Por otro lado, se encuentra la crisis económica a causa de la pandemia, que como ya mencionamos se ha llevado miles de empleos. 
Ante este panorama un tanto desalentador no podemos evitar pensar, ¿qué es más importante en este momento? Se habla del declive del fast fashion, pero de allí dependen un sinfín de familias como bien recalcó Gustavo Prado de Trendo en su IM Talk.

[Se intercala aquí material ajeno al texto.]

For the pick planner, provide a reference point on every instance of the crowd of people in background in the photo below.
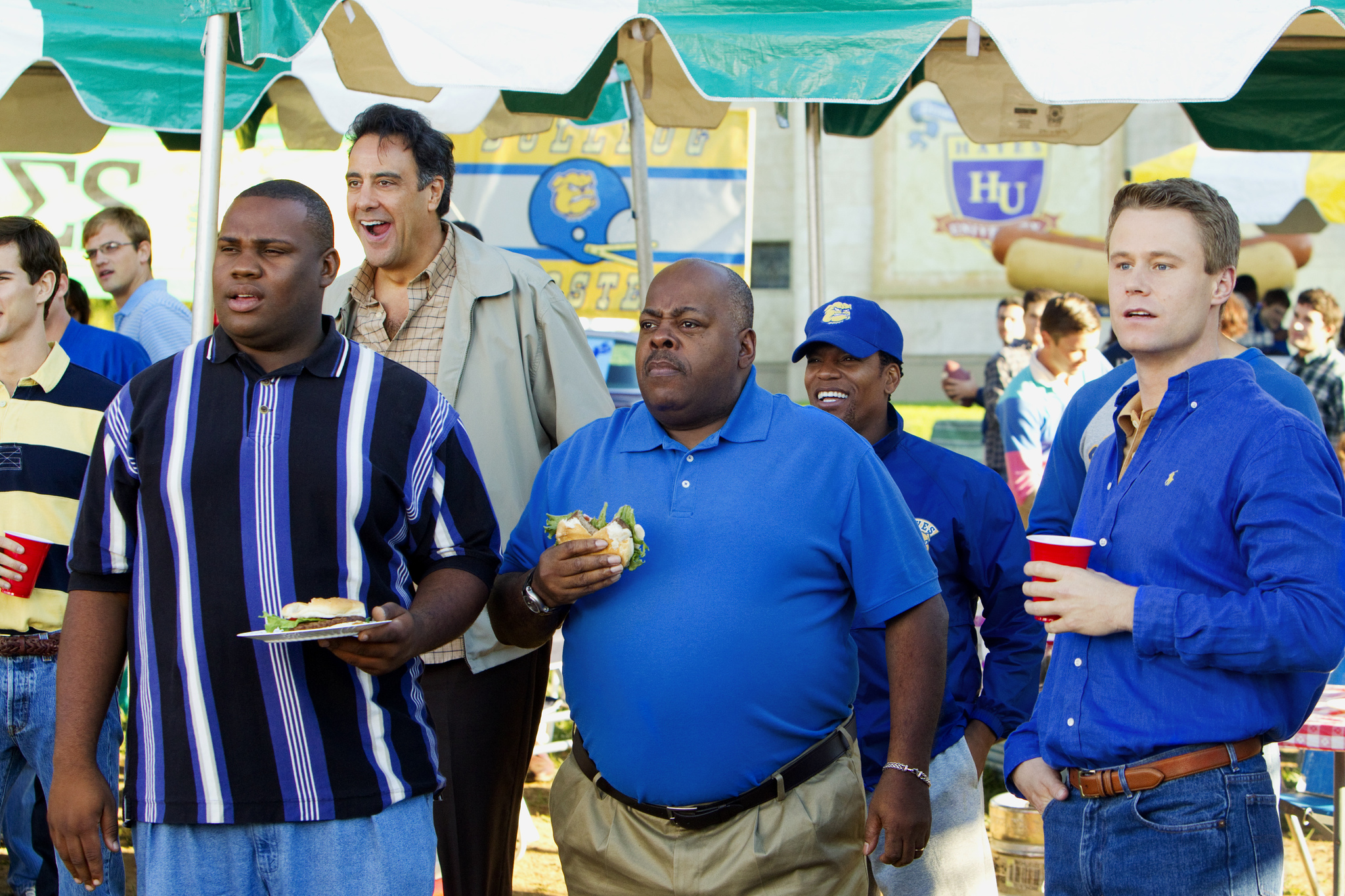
(1306, 340)
(797, 694)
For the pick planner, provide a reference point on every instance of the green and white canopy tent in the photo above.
(1252, 74)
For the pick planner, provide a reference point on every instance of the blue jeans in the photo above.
(391, 852)
(27, 738)
(33, 863)
(1212, 833)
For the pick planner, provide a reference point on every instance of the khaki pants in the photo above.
(808, 844)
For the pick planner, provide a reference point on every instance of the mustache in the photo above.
(670, 358)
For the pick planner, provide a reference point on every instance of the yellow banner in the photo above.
(564, 198)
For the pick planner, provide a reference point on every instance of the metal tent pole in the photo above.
(640, 190)
(1338, 807)
(208, 191)
(817, 261)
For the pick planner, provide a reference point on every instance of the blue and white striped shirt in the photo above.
(218, 492)
(156, 320)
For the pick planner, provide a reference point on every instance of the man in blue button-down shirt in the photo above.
(973, 532)
(1211, 613)
(697, 679)
(119, 250)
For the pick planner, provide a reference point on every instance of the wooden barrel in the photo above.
(1017, 847)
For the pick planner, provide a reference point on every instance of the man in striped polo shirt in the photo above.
(275, 461)
(50, 412)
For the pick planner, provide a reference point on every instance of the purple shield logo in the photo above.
(996, 182)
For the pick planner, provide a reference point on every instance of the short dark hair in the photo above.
(1324, 303)
(38, 249)
(318, 215)
(1069, 314)
(740, 295)
(1220, 237)
(1277, 297)
(77, 301)
(433, 152)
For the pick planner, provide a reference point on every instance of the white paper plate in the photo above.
(314, 634)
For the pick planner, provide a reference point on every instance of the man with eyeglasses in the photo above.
(118, 246)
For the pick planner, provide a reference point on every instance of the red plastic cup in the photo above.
(34, 553)
(1059, 548)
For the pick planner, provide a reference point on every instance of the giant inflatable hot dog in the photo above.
(1079, 264)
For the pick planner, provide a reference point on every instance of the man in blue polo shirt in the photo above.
(971, 528)
(711, 687)
(1088, 419)
(1212, 609)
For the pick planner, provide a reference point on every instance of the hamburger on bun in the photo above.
(319, 613)
(625, 536)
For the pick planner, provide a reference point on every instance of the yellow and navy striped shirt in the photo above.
(47, 429)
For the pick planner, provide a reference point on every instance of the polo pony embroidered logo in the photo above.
(927, 531)
(837, 313)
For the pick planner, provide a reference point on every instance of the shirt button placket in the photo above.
(682, 486)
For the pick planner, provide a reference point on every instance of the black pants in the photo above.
(486, 726)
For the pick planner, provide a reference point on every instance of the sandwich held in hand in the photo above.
(625, 536)
(319, 613)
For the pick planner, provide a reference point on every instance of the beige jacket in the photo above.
(519, 371)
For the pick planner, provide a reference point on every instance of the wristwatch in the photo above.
(531, 601)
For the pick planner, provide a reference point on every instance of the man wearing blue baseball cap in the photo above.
(971, 530)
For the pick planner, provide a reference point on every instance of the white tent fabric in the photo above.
(1261, 187)
(1064, 51)
(454, 109)
(508, 45)
(1069, 51)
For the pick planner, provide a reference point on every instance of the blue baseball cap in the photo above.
(854, 326)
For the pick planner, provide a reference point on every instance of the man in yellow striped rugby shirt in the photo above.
(50, 412)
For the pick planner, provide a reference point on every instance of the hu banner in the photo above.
(564, 198)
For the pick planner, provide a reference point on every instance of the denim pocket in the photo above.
(1268, 847)
(1181, 806)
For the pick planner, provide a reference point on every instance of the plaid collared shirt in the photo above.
(1324, 373)
(416, 344)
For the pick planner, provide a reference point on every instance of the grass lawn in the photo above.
(920, 418)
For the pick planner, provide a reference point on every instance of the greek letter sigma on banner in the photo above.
(563, 196)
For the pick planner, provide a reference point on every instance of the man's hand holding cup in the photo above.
(1084, 601)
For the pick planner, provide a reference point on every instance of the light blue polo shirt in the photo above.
(156, 320)
(728, 653)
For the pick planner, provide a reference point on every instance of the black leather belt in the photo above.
(30, 645)
(818, 757)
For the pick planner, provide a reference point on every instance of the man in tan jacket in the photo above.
(496, 336)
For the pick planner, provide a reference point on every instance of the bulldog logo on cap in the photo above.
(835, 313)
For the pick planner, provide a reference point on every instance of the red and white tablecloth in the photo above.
(1325, 729)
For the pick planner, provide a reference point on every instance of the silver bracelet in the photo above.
(902, 766)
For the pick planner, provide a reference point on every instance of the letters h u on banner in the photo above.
(996, 182)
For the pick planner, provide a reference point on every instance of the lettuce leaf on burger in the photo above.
(625, 536)
(319, 613)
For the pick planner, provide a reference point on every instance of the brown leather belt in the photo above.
(30, 645)
(1151, 774)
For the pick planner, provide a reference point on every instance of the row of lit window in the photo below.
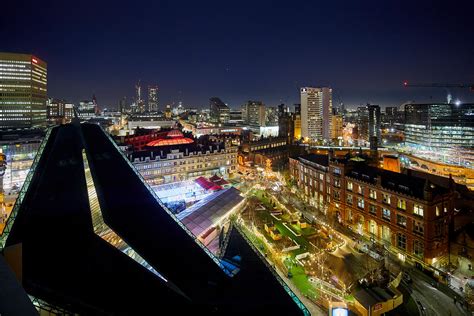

“La promoción al consumo, aún en condiciones de contracción económica, resulta fundamental para el desarrollo de las empresas y con ello el sustento para miles de familias de lo contrario entrarán en un entorno de sobrevivencia en países como México”, comentó el director de la firma de proyecciones y tendencia de consumo Trendo.

La unión hace la fuerza

Aún con las adversidades tocando su puerta, la edición 73a. de Intermoda deja bien claro que cuando un gremio o industria se une, no hay quien la pare. Hacer que el negocio se recupere es tarea de todos, vendedores, exportadores, diseñadores y consumidores finales, tenemos un granito de arena que aportar para que esto suceda. Es ayudar al pabellón de a lado sin importar que venda lo mismo que tú, es comprar esos guantes que te enamoraron o esa pieza de joyería única, es dejar de lado las diferencias y remar todos juntos hacía una reactivación productiva y próspera.